To increase survival and transmission, the pathogen Pseudomonas aeruginosa forms biofilms, or adherent clumps of cells encased in a sticky matrix, in response to environmental stresses. One environmental stressor is hypothermia, such as its transfer from the human host to hospital room temperature, where P. aeruginosa is particularly dangerous to frail patients.
Janice Haney Carr, Centers for Disease Control and Prevention, via Wikimedia Commons
Scanning electron micrograph of Pseudomonas aeruginosa.
Mechanistically, the secondary messenger diguanosine 3′,5′-monophosphate, or c-di-GMP, is increased to promote biofilm formation. While P. aeruginosa expresses several enzymes that regulate c-di-GMP levels, how each enzyme responds to distinct environmental signals remains unclear.
Recently He studies Published in Journal of Biological ChemistryYanran Li from the University of Hong Kong and a team of researchers in China used a mutation screening library to identify SiaD, a cyclic diguanylate enzyme that generates c-di-GMP, as responsible for stimulating biofilm formation in P. aeruginosa during low temperatures.
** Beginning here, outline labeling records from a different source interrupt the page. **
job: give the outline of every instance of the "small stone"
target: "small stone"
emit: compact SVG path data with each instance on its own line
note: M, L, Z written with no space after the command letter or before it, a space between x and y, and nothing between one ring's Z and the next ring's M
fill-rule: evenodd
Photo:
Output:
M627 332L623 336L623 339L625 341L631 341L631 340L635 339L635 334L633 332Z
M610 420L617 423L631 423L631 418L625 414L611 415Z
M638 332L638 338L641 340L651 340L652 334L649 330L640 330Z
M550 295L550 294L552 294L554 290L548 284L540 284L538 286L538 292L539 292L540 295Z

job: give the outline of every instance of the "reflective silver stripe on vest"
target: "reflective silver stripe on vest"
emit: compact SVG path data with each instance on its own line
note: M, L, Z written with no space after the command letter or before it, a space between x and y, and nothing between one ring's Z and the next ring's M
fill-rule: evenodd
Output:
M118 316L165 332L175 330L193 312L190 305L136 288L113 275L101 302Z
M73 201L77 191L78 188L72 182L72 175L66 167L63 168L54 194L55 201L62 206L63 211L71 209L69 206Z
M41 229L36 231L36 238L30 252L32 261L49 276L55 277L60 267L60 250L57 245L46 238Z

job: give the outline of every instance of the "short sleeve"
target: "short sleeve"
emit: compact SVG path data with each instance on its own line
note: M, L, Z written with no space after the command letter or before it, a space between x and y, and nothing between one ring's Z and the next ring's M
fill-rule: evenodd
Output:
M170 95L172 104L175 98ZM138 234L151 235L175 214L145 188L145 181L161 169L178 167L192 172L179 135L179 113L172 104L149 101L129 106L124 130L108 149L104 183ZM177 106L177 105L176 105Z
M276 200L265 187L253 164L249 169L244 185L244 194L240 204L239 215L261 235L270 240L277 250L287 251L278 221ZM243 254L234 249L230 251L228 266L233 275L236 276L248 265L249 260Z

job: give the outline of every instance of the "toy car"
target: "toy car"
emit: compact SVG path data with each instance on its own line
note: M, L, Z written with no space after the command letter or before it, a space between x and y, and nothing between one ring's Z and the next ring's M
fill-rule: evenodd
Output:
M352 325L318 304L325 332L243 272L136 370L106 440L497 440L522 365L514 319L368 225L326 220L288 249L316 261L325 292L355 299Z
Measured using a membrane-sensitive probe, lipidomics and RNA sequencing, the researchers found that when the temperature changed from 37°C to 25°C, the P. aeruginosa membrane became disordered, increasing fluidity and curvature. The SiaABCD signal transduction module senses these membrane disturbances and responds to them by promoting biofilm formation. Specifically, upon low temperature, membrane changes activate SiaABCD through the inner membrane phosphorylation SiaA. SiaA dephosphorylates SiaC, a regulator of c-di-GMP, and synthesizes SiaD. SiaD elevates c-di-GMP levels, leading to matrix-forming polysaccharide production and eventual biofilm formation. The authors suggest that blocking signaling through SiaA could be a potential strategy to prevent P. aeruginosa biofilm formation and transmission.